Le troisième dossier mentionné par le nouveau secrétaire d'État américain soulève plus d'interrogations qu'il n'en calme. Powell a évidemment le devoir de réévaluer le déploiement des forces américaines à travers le monde et on ne lui reprochera pas de s'attaquer rapidement à cette tâche. En revanche, il ne fournit aucun indice quant aux critères qui vont encadrer et guider ce réexamen. On peut craindre, par exemple, en raison de l'« affection » du président Bush pour l'industrie pétrolière, que la définition des « intérêts américains » soit encore plus exorbitante que par le passé. On peut se demander également jusqu'où iront les États-Unis pour garder leur emprise sur l'OTAN et même pour empêcher l'Europe de se doter d'une force d'intervention rapide fonctionnant de façon autonome. On aimerait également savoir de Colin Powell si les États-Unis vont continuer à valoriser la vie du GI plus que celle des autres soldats et à s'en remettre aux autres pays des meurtrières opérations terrestres.Tout comme on voudrait que Powell dise si la protection du sol américain par un bouclier anti-missiles ramènera les États-Unis à l'isolationnisme qui prévalait jusqu'à Pearl Harbor. Réévaluer le déploiement des forces américaines à travers le monde n'a de sens que si, le plus rapidement et le plus clairement possible, Colin Powell fait savoir quelles valeurs et quels principes le guideront.

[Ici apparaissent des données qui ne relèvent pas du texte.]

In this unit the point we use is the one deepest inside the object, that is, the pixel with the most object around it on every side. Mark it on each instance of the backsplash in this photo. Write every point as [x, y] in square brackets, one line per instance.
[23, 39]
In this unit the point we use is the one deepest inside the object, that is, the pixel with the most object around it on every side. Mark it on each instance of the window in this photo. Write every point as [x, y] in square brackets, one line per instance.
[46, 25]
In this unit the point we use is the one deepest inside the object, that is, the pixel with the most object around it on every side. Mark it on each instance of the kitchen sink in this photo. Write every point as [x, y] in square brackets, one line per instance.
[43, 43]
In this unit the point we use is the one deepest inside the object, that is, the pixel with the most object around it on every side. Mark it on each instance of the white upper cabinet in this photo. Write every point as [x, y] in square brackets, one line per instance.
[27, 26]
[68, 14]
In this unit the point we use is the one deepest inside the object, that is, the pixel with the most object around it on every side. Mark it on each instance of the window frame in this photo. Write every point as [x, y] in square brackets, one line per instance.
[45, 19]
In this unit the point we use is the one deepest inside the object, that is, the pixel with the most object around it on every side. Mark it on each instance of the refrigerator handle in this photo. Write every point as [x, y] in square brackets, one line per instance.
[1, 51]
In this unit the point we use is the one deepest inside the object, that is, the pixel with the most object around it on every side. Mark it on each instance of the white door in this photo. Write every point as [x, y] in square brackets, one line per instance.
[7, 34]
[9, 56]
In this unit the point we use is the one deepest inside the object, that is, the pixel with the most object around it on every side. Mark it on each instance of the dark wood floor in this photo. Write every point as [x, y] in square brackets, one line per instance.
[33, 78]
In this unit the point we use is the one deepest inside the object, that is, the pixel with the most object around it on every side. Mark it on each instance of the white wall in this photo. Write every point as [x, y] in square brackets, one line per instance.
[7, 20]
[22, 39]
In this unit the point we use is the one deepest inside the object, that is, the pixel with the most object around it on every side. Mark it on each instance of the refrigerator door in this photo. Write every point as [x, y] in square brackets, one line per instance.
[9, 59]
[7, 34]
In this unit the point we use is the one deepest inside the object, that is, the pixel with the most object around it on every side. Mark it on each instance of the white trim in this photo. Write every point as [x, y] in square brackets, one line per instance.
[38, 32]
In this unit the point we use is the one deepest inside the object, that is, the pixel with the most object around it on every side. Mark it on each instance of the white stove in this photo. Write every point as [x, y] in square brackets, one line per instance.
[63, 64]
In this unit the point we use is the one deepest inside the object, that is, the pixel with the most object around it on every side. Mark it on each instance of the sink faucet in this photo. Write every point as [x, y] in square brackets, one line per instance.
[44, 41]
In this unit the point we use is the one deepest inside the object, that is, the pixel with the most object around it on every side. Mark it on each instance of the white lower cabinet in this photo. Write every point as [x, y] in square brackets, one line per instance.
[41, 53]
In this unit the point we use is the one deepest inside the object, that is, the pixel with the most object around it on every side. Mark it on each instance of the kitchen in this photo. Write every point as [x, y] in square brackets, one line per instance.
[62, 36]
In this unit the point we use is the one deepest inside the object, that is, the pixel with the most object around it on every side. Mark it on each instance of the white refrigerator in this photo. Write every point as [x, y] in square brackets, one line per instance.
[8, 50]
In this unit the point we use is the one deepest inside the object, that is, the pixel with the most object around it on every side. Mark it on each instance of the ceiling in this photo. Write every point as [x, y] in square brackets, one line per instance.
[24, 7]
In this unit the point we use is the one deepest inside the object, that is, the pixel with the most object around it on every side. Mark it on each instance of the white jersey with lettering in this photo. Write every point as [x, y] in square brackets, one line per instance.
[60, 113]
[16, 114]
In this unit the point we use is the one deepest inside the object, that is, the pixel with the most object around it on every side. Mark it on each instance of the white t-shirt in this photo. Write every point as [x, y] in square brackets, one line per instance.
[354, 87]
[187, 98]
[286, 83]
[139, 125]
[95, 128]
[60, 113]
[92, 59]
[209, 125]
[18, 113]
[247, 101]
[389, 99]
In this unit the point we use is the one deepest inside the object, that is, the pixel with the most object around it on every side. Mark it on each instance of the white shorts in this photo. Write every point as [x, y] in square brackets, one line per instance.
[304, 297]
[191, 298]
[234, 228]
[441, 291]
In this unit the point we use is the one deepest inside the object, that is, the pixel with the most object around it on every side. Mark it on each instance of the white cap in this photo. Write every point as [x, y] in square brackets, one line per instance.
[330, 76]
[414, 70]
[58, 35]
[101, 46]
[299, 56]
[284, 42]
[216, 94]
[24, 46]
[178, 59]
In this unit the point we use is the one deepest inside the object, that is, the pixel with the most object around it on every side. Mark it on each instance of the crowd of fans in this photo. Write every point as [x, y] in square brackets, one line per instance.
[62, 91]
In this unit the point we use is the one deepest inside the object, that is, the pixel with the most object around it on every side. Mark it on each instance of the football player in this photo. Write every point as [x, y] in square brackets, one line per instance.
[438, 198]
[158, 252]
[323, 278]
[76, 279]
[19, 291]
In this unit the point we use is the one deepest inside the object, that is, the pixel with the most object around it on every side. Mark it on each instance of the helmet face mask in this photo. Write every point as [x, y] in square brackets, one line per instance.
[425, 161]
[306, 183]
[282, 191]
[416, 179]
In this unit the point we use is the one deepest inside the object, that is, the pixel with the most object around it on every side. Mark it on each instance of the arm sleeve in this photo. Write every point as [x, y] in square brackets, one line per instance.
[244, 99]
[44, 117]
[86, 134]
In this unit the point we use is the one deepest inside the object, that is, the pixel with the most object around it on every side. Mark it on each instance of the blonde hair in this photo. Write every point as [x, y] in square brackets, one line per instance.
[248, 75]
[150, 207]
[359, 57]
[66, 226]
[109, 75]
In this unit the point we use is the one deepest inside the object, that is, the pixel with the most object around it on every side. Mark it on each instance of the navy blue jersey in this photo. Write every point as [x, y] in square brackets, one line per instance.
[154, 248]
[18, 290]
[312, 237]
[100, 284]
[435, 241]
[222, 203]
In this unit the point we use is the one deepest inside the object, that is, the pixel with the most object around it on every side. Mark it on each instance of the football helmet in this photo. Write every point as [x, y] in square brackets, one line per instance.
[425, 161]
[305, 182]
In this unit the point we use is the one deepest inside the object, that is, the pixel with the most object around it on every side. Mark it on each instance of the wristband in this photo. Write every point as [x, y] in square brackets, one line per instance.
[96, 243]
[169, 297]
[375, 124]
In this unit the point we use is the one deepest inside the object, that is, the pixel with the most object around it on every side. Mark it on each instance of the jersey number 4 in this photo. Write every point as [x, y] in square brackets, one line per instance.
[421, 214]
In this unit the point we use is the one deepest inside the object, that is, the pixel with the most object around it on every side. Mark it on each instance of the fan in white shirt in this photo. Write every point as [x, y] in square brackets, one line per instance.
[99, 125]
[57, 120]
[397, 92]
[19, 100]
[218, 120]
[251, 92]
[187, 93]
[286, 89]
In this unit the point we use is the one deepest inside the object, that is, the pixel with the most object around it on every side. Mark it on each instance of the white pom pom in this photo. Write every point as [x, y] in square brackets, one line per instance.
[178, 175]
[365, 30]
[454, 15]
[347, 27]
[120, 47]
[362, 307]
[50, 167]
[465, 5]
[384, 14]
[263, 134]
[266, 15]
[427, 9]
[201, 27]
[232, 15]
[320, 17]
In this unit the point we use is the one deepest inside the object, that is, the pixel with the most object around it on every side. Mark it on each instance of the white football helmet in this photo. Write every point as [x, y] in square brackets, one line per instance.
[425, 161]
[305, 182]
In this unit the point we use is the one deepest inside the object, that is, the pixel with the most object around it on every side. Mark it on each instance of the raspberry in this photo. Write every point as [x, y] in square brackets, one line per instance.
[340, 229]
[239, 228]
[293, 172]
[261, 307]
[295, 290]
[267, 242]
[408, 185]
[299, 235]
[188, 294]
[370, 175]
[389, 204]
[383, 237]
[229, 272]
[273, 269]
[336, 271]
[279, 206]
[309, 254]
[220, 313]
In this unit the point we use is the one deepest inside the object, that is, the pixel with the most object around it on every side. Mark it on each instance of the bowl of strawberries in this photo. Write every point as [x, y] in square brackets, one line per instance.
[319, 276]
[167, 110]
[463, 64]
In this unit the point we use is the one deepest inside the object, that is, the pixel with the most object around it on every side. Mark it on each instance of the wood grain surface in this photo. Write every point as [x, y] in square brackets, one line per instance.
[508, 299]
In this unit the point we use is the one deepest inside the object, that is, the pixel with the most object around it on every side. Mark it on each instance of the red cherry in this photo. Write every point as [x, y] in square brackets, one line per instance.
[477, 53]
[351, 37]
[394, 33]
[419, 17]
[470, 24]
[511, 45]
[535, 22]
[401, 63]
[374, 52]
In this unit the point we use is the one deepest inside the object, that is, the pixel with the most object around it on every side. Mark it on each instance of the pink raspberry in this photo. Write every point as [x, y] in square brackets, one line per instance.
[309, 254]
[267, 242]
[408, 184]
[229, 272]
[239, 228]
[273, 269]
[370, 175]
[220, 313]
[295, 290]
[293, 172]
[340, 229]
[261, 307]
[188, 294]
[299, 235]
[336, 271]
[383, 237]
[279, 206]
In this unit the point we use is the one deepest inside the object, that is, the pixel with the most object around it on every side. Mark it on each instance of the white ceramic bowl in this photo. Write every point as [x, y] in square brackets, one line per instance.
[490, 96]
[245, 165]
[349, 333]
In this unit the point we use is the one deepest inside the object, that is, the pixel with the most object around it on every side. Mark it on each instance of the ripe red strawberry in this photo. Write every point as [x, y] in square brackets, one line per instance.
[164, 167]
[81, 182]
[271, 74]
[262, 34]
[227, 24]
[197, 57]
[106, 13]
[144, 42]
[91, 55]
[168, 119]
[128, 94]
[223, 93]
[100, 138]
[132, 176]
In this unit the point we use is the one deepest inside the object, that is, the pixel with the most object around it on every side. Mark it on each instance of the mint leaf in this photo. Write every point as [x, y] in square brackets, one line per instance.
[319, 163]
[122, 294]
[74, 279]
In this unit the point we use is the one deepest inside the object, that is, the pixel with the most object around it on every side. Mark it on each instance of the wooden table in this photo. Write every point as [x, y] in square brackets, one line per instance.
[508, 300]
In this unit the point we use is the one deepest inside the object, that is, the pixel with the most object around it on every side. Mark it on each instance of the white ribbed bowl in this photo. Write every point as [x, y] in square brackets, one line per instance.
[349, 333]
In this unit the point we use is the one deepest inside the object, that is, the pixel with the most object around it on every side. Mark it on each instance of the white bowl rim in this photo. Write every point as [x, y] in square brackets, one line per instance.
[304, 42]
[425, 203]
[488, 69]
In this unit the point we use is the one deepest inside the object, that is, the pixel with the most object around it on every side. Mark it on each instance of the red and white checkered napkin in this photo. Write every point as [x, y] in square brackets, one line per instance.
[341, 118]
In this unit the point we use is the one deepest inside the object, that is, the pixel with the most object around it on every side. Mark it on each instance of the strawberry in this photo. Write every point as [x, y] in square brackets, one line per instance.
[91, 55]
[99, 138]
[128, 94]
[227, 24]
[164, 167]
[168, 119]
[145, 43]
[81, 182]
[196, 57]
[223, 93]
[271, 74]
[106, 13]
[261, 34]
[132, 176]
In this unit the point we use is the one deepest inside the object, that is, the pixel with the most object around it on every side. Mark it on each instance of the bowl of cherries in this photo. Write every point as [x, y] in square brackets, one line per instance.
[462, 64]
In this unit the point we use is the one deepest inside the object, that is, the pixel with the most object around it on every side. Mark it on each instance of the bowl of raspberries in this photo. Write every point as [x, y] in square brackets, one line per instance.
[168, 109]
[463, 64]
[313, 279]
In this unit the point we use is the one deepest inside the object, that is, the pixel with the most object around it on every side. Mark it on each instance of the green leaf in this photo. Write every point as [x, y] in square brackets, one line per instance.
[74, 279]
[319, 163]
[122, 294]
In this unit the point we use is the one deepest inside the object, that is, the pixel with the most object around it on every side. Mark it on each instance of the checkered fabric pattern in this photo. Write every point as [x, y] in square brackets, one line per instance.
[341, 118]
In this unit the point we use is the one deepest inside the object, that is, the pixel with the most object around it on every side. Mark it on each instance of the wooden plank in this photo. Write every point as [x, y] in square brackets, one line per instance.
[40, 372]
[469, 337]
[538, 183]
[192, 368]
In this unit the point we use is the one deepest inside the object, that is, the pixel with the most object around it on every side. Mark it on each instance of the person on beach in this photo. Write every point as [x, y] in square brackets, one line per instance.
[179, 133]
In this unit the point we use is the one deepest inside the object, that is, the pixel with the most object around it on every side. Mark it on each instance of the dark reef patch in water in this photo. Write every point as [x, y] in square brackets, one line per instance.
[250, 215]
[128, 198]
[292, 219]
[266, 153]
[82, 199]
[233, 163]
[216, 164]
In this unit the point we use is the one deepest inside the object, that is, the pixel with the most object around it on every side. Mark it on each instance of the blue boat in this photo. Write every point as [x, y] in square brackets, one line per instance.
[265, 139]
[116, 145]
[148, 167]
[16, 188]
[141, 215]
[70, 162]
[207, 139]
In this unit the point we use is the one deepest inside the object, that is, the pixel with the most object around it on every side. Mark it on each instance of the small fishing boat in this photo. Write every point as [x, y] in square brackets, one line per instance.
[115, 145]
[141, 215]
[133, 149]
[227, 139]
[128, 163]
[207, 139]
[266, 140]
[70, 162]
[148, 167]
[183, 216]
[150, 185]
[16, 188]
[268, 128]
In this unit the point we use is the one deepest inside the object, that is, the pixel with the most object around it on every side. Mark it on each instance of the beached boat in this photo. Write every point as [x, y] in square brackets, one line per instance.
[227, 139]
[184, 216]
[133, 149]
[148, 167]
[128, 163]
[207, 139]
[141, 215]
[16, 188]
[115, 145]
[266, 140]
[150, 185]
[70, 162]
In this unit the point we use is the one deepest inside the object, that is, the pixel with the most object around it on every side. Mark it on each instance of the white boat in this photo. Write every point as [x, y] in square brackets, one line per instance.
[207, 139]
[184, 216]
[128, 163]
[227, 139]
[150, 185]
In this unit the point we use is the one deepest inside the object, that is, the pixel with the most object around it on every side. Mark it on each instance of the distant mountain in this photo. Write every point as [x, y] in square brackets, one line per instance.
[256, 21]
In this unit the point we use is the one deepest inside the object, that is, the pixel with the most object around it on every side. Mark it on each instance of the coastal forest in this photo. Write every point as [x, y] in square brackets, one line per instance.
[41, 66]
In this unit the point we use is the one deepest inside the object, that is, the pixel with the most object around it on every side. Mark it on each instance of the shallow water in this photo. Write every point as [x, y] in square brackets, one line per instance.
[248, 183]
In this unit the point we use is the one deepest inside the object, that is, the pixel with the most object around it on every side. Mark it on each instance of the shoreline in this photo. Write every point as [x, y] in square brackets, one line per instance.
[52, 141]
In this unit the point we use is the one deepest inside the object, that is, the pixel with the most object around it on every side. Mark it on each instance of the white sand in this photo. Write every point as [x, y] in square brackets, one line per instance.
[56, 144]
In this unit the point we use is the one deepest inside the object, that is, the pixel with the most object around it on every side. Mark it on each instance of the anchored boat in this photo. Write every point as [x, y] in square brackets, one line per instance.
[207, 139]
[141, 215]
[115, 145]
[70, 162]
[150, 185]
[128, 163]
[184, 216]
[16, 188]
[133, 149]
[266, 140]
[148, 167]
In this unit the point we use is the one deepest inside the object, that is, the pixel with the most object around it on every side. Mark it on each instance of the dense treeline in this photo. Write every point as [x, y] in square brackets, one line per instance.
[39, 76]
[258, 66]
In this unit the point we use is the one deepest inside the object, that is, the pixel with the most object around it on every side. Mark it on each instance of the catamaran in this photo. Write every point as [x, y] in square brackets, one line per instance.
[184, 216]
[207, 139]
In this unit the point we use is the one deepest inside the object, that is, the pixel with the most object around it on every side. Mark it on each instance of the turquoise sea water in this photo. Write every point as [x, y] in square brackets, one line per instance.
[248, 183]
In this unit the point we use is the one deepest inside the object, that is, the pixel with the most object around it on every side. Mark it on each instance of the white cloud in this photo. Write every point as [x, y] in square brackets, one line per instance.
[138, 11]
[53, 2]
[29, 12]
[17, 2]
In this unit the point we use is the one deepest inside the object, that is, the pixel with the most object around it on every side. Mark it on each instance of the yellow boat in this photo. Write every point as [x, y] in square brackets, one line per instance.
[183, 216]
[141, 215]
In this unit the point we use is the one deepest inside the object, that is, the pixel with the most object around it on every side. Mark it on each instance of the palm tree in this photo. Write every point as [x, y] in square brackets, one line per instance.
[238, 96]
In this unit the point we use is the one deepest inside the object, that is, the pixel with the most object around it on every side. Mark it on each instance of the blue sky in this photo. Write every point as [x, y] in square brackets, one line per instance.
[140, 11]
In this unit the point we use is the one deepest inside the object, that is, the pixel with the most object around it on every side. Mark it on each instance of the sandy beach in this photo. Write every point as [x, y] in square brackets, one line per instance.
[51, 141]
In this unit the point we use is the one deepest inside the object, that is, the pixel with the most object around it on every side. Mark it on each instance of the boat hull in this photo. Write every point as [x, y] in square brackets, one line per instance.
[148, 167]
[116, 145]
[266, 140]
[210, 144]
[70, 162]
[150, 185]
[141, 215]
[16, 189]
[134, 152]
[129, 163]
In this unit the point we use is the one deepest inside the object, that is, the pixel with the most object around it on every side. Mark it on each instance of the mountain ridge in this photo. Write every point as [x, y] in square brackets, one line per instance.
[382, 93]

Soyons quand même de bon compte. En raison des semaines gaspillées en arguties par la course à la présidence américaine, l'équipe du président Bush a moitié moins de temps qu'elle n'aurait dû en avoir pour s'initier aux complexités de la politique internationale et clarifier ses orientations. Dans ce contexte, il se peut que le nouveau Secrétaire d'État américain ait dit d'un coup ce qui aurait pu se segmenter. Il se peut.